ACLU Urges Congress to Put in Place Guidelines to Prevent Civil Liberties Abuses by New Intelligence Umbrella Agency
FOR IMMEDIATE RELEASE
Contact: Media@dcaclu.org
WASHINGTON – The American Civil Liberties Union today urged lawmakers to put in place guidelines to help prevent the Central Intelligence Agency’s leadership of the new domestic intelligence umbrella agency from resulting in widespread infringements on civil liberties.
“”The CIA needs to use every shady trick in the book to accomplish its mission overseas,”” said Timothy Edgar, an ACLU Legislative Counsel. “”To allow those methods to govern intelligence gathering on American soil is an invitation for disaster. The President must ensure that appropriate curbs on its authority are imposed.””
President Bush announced the new umbrella agency – Terrorism Threat Integration Center (or TTIC) — in his last State of the Union address. TTIC was the subject of a hearing today before the House Select Committee on Homeland Security.
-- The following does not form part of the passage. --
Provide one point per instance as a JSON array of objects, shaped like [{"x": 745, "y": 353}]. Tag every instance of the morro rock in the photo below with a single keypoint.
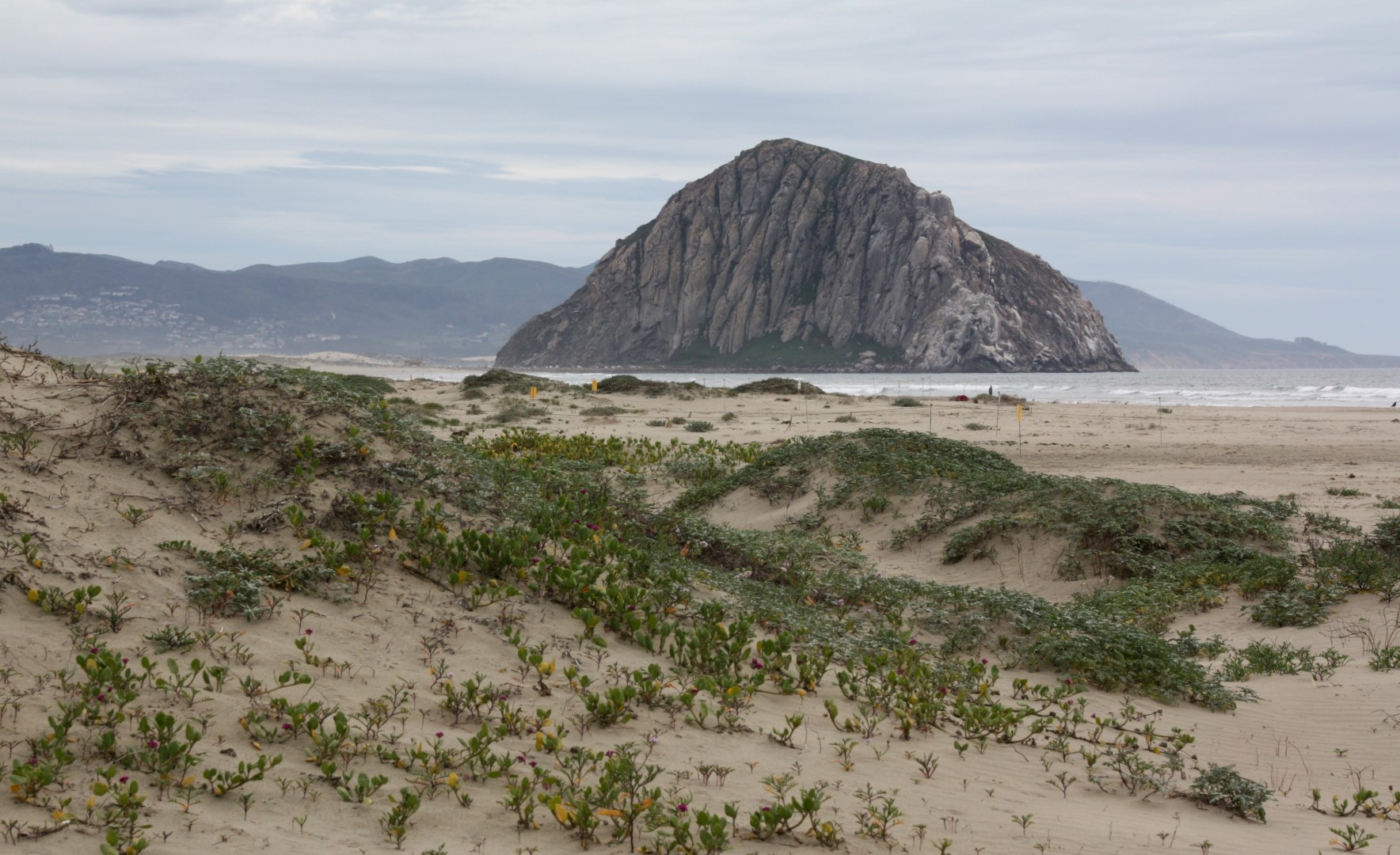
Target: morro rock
[{"x": 797, "y": 256}]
TTIC currently collects both foreign intelligence and domestic counter-intelligence units from the FBI, CIA and other agencies under one administrative framework, led by Director of Central Intelligence George Tenet, which is responsible for analyzing, directing and disseminating intelligence information on terrorism to other federal, state and local agencies.
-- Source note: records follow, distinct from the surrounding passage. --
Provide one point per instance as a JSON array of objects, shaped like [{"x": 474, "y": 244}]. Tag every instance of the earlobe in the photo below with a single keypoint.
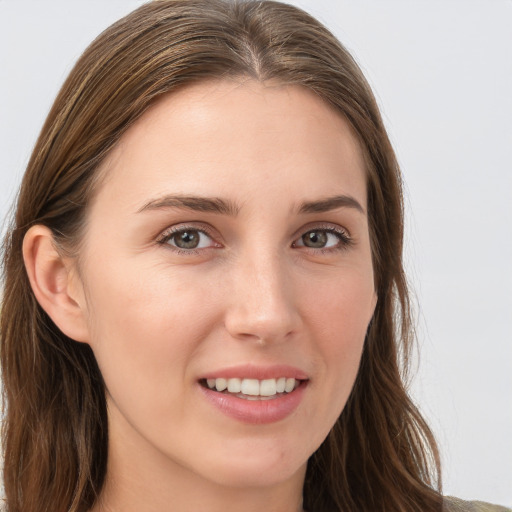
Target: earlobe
[{"x": 54, "y": 283}]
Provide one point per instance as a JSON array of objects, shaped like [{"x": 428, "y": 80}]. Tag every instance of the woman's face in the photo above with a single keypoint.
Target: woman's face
[{"x": 228, "y": 241}]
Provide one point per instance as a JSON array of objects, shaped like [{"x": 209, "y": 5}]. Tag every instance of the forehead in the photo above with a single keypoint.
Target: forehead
[{"x": 221, "y": 137}]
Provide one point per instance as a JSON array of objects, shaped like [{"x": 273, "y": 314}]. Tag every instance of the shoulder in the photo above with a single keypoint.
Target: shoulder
[{"x": 451, "y": 504}]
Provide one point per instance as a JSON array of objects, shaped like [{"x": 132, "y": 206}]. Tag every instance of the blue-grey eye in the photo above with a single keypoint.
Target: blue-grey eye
[
  {"x": 189, "y": 239},
  {"x": 319, "y": 239}
]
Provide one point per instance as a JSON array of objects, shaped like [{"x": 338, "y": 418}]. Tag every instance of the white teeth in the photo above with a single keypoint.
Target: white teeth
[
  {"x": 268, "y": 387},
  {"x": 290, "y": 384},
  {"x": 234, "y": 385},
  {"x": 281, "y": 384},
  {"x": 250, "y": 387},
  {"x": 254, "y": 387},
  {"x": 220, "y": 384}
]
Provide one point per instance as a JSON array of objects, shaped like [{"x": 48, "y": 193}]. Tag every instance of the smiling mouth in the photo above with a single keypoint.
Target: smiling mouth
[{"x": 253, "y": 389}]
The ACLU’s concerns stem from the vagueness of the authority given to Tenet. If the CIA were allowed to step outside of its statutory charter, the ACLU said, and engage in domestic intelligence gathering, infringements on civil liberties – similar to those visited on civil rights and anti-war dissidents in the 1960s – would be the inevitable result.
“”When the government is permitted to spy on Americans without prior suspicion of criminal activity or intent,”” Edgar said, “”unwarranted harassment, blackmail, detention, interrogation, wiretapping and blacklisting inevitably follow.””
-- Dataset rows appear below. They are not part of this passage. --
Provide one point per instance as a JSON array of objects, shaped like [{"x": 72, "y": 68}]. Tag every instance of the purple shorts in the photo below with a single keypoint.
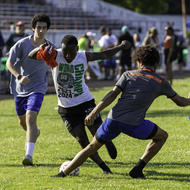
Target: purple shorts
[
  {"x": 111, "y": 129},
  {"x": 32, "y": 102}
]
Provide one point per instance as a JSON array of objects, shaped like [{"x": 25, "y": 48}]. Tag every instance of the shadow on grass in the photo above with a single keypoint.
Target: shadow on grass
[
  {"x": 160, "y": 113},
  {"x": 154, "y": 175}
]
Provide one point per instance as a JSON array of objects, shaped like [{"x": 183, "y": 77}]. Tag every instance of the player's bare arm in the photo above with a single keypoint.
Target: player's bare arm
[
  {"x": 92, "y": 56},
  {"x": 181, "y": 101},
  {"x": 22, "y": 79},
  {"x": 106, "y": 101}
]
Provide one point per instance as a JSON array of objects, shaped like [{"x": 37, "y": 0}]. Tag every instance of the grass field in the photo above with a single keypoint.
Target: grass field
[{"x": 170, "y": 169}]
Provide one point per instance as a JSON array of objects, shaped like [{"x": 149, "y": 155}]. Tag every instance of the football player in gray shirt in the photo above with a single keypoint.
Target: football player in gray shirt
[
  {"x": 28, "y": 82},
  {"x": 138, "y": 88}
]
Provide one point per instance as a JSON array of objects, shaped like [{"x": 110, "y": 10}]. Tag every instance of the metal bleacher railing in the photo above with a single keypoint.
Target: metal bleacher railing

Historically, the CIA’s most notorious political spying and harassment program, codenamed “”Operation CHAOS,”” exhibited the problems with the CIA operating on American soil, the ACLU said. The program, initiated in the 1960s, collected dossiers on upwards of 7,000 Americans, a clear violation of its founding charter and mission.
Other intelligence agencies that would logically be a part of the new umbrella agency have checkered histories as well, which mirror the Operation CHAOS excesses of the CIA. Military intelligence units operated a domestic political spying program called CONUS (Continental United States) during the 1950s, 60s and 70s, which had dossiers on 100,000 peace activists and frequently infiltrated political meetings and rallies. The FBI established the infamous COINTELPRO political spying unit under J. Edgar Hoover, which engaged in concerted and illegal character assassination campaigns against civil rights leaders, most notably the Rev. Dr. Martin Luther King Jr.